# ankursinha.in/blog

neuroscience/fedora/musings

Sat 16 December 2017

# Transitioning to Neomutt and friends for e-mail

Posted by ankur in Tech (2559 words, approximately a 11 minute read)

I'm constantly seeking out applications that provide Vim like keyboard bindings---it ensures that I have one set of keys that does the same thing everywhere, and so, it saves me from having to:

• remember different hot keys for different applications
• leave the home row to use the mouse/touchpad (Yeh, the home row is a thing!)

So, I now use the excellent byobu where I run:

• ncmpcpp for music: it provides Vim like key bindings.
• Vifm for file management, although, a command line is usually sufficient.
• Vit as a Taskwarrior terminal based front-end, which, yep, provides Vim like key-bindings.
• Weechat for IRC which also has Vim bindings.

Vim has an in-built file browser, and one can use other plug-ins such as NerdTree for more advanced tasks. I even have a Taskwarrior plug-in for Vim that let's me quickly look up my tasks while writing code and the sort.

For other uses where the terminal is insufficient, I've found:

• Vimiv for viewing images
• Qutebrowser as a full featured browser. One can also use add-ons to Firefox/Chrome, but I've quite fallen for Qutebrowser.
• Zathura for viewing various document types.

I rarely use LibreOffice---I mostly stick to LaTeX, and Vim deals with it rather well.

In all of the above mentioned applications, hjkl moves about, other hot keys such as G and gg, and so on work too, and they even have a command mode that can be accessed using : as in Vim. So, I don't have to think of the shortcuts now---it's all muscle memory!

Evolution, being a modern GUI productivity tool, does not have a method to navigate around only using a keyboard, and this got me to look for an e-mail client that provided Vim like bindings. The answer I found was the rather well known mutt terminal client. I'd been thinking of giving it a go for a while now---more than a year. However, as I document later in this post, setting up mutt isn't as trivial as setting up Evolution where one simply uses Gnome Online Accounts and can get up and running in a few minutes.
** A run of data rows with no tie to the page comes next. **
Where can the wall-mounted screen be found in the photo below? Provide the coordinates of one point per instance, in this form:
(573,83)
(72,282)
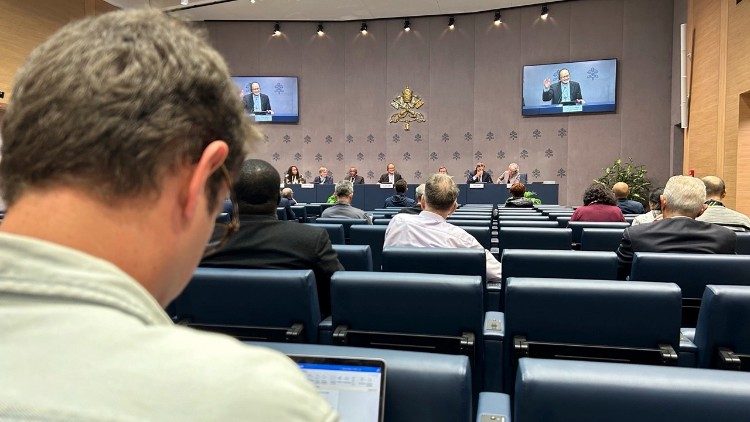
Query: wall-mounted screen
(270,99)
(570,88)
At no point will I suggest that anyone migrate to such a terminal oriented setup. This is tailored to my personal, rather Vim-y needs. One should use whatever tools fit their personal tastes. We needn't spend time on "But, I prefer this, and it's better!" themed conversations.

Please note that everything that is documented here is for an up to date Fedora 27 system. Most steps should be general enough to work on other distributions. One will have to go find the right packages, though. I followed this guide as the main source of information, and the looked around when I needed some more info. I've collected a list of links at the bottom of this post.

## E-mail: the details

When a majority of us use e-mail, we simply interact with a client. These clients: Evolution/Thunderbird/Outlook or the web applications that we access, keep the nitty-gritty details away from end users. The wikipedia article on e-mail explains the process quite well:

• An MUA (mail user agent) is the client that we use to read/write email.
• The MUA interacts with an MSA (mail submission agent) to send e-mail, or an MDA (mail delivery agent) to receive e-mail to and fro a mailbox.

mutt is an MUA, so we need to set up the other bits for it to be able to interact with an MSA and an MDA, and that's why it is a little more work than setting up Evolution and so on where the tool takes care of setting up the whole chain.

## Fetch e-mail with Offlineimap

There are a few tools that fetch e-mail. Offlineimap seemed to be widely used, so I settled for it as well. On Fedora, one can use DNF:

sudo dnf install offlineimap


One must then set up their accounts with credentials and the sort. An example config file is provided with the package at /usr/share/doc/offlineimap/offlineimap.conf

The config format is quite self explanatory. Here's an example:

[general]
accounts = account1

[Account account1]
localrepository = account1-local
remoterepository = account1-remote
status_backend = sqlite
postsynchook = notmuch new

[Repository account1-remote]
type = IMAP
remotehost = mailhost.com
remoteport = 587
ssl = no
folderfilter = lambda foldername: foldername in ['INBOX', 'Sent', 'Spam', 'Trash', 'Drafts']
createfolders = False
maxconnections = 2

[Repository account1-local]
type = Maildir
localfolders = ~/Mail
restoreatime = no


There's a "general" section where one defines what accounts are to be used. One can also define global options that will apply to all accounts here.

For each account, one then sets up the main configurations, and then set up the remote and local repositories. There are other advanced options that one can use too. The folderfilter, for example, is a python statement that lets one select what folders on the remote should by synced. More in the offlineimap documentation.

The postsynchook bit lets one run a command after Offlineimap has finished syncing. Here, it calls notmuch to update its database. More on notmuch later.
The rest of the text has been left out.